Here's what you will need:

Taillights like THESE
LEDs: BIG RINGS 45 LEDS and SMALL RINGS 35 LEDS
Wiring: 3 pin LED wiring
LED blinker relay: CF13 Relay
LED controller: BlueGhozt Plus 2.0
12V to 5V converter: 12V to 5V
Power Cutoff Module: Power Cutoff

20x M3 20mm Button Head Screws (For the covers)
2x M5 10mm (Attaching the taillight to the car from the inside)
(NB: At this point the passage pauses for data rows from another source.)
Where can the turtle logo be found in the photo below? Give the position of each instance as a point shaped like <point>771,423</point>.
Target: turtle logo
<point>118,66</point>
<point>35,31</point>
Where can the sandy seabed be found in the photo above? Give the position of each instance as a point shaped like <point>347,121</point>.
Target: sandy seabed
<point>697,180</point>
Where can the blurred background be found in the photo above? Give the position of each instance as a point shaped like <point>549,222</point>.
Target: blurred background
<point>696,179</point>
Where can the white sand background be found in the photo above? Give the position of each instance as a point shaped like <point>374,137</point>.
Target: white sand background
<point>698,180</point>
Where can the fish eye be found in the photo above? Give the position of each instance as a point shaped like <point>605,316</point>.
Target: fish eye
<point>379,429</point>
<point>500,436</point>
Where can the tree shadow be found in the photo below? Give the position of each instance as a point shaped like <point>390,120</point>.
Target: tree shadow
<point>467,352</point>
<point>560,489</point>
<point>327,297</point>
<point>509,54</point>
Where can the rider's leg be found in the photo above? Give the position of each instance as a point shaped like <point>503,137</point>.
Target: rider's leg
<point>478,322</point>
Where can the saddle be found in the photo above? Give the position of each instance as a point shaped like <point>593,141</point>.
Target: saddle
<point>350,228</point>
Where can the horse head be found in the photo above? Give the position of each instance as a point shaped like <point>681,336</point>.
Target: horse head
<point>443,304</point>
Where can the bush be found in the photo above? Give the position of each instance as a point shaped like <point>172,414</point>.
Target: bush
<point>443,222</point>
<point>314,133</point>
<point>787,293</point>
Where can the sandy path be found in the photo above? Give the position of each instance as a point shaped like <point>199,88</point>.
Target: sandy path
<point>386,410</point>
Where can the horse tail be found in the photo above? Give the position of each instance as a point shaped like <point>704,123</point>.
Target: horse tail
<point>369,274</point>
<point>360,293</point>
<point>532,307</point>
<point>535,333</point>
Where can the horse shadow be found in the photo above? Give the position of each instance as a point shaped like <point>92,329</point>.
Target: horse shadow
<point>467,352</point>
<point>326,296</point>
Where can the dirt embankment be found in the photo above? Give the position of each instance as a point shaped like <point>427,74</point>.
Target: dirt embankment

A quick rundown on how to proceed:

  • Get everything from the list. Start with the taillights as they are most likely the hardest to source. I got mine used for around 50$
  • Hook up everything electrical on your work bench. The LED rings are daisy chained like this: 4-3-2-1-BlueGhozt-1-2-3-4 with each ring having an input and an output. Make sure that your app communicates with the BlueGhozt controller.
  • Start setting up the LEDs in the controller App. I wired them in the following order: Small inner-Large inner-Small outer-Large outer. Then you can add four halos in the setup, and set the first to 35 Leds, second to 45, third to 35 and the fourth to 45. I'll post a screenshot of this when I get back to the car.
  • Print one side and make sure that the LED rings fits in their slots and that the cover fits correctly and lines up over the rings. -Put the taillights in an oven at around 95*C for around 10 minutes and start pulling the glass off. Be very gentle as these are extremely brittle. If it feels stuck, up the temperature to 100 and give it another go. Once the glass is off, remove everything inside the light, leaving you with the bare frame.
  • Start cutting. I've attached a photo of how it looks from the back. Be sure to leave enough material for the glue to stick between the printed part and the frame. Once one side is done, you can proceed with printing and finishing the other side.
  • Once the printed part is attached to the taillight frame and you are done with the sanding and painting, you can glue the Screw Mount to the rear of the taillight and make sure that you can reach it from inside the car.
  • Assuming your aftermarket taillights came with wiring, you can cut these as close to the bulbs as possible. I used Blinker, Reverse, Brake and Running light from the right pigtail, and only the Blinker from the left one(This can change depending on NB1/NB2). I used the positive leads from the pigtail into the screw terminals of the controller. That gives signal to the various functions. I'm attaching a photo of this soon.
  • Swap out your blinker relay with the LED compatible one, as well as the front blinkers. Your blinker speed should now be normal.
  • Tidy up all wiring, use hot glue to protect any joints. I've attached a picture of the box I made for the controller and power cutoff module.
  • Final configuration in the app. This consists of setting the halo rotation, offset, programming the rings to certain functions and so on.